According to The New York Times, the Bush administration recently indicated that at least six Iraqi leaders, including Saddam -- who could be accused as war criminals for ordering massacres, torture and chemical attacks -- will be prosecuted if they are taken alive.

A senior State Department official, speaking on condition of anonymity, said Iraqis who violated the Geneva Conventions by pretending to surrender to ambush coalition troops, posing as civilians or using hospitals for cover could be tried in US courts.

"We have options. We have different kinds of prosecutions. For instance, in the US we have military courts, we have federal district courts that have certain jurisdiction," the official said.

For crimes committed by Iraqi soldiers against civilians an appropriate mechanism will be determined after the war, the official said.

As for Iraq's leaders, the administration is discussing the possibility of organizing a prosecution under the auspices of the United Nations similar to tribunals set up to judge war crimes in Rwanda and the former Yugoslavia. However, it appears unlikely President George W. Bush will accept such a scenario, as he has rejected the authority of the UN-sponsored International Criminal Court.

"The Americans don't want to do a UN tribunal because it will become politicized, it will take too long," said Paul Williams, professor of international law at American University and specialist in war crimes jurisdiction.
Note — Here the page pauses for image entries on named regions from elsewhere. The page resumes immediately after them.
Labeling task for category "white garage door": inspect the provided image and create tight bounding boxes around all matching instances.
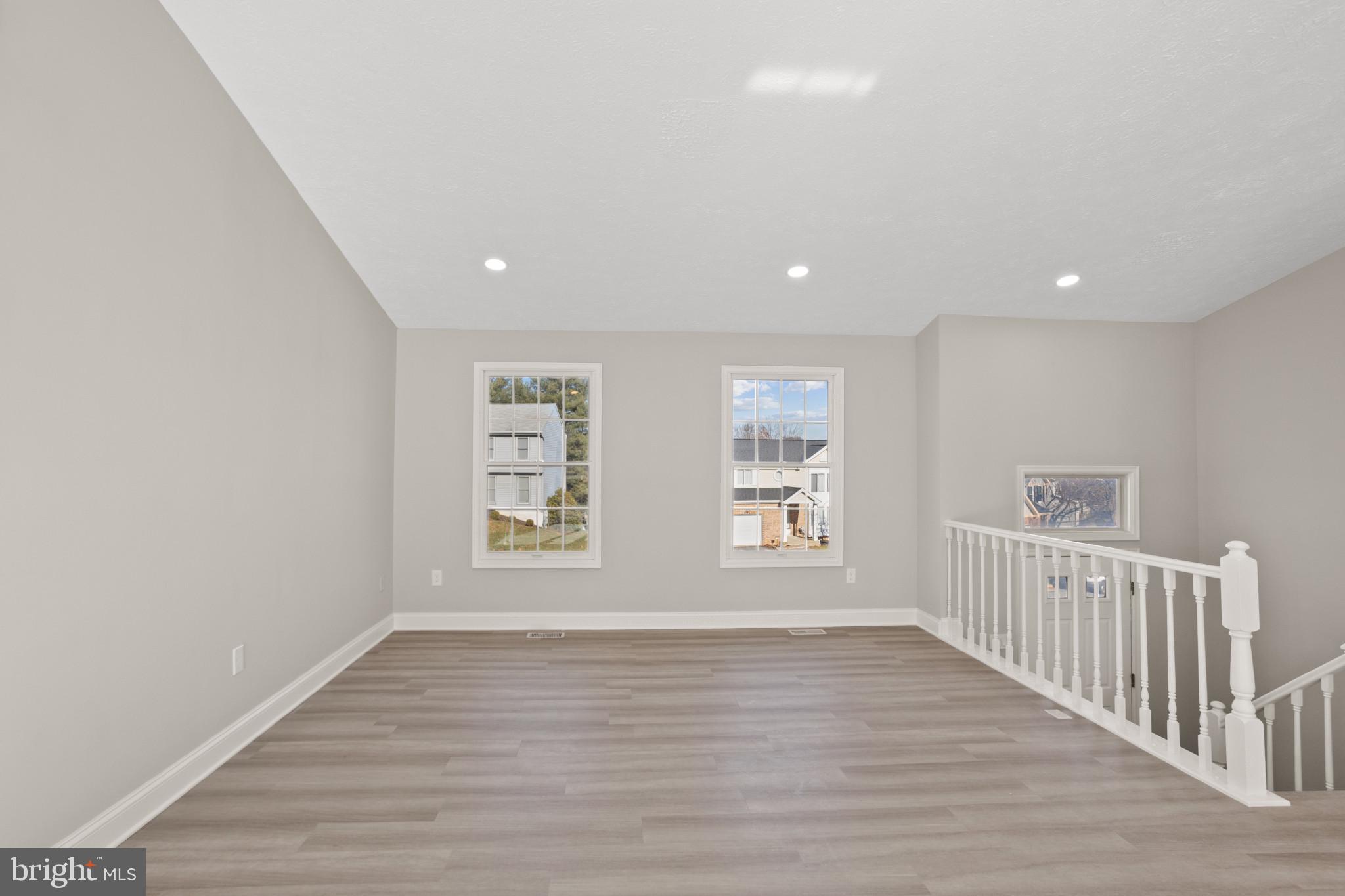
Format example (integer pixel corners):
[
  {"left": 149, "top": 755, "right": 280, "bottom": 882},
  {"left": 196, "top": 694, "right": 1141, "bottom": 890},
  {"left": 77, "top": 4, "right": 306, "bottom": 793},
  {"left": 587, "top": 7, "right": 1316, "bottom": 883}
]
[{"left": 733, "top": 516, "right": 761, "bottom": 548}]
"It will be much preferable to have an Iraqi process, with some type of regional participation, so we will have some Iraqi judges, somes Egyptian judges, maybe a Bahraini judge.

"It will be the most effective."

Iraqi legal experts have told Washington they want Saddam and others from his regime judged in Iraq.

"We do not want a repetition of the Milosevic lawsuit which will be used as a podium for propaganda means," said Mohammed Al-Jabiri, a former Iraqi diplomat exiled in Australia.

One problem with an Iraqi process would be finding judges who were not loyal to Saddam.

"It will make much more sense to have a mixed regional tribunal. You need to have Kurds and Iraqis and Shiites in such a court. You need to have the victims as part of the tribunal," Williams said.

But a Nuremburg-type tribunal also should be excluded, said Williams, because "it would be perceived as too militaristic and too American of a tribunal in Arab public opinion."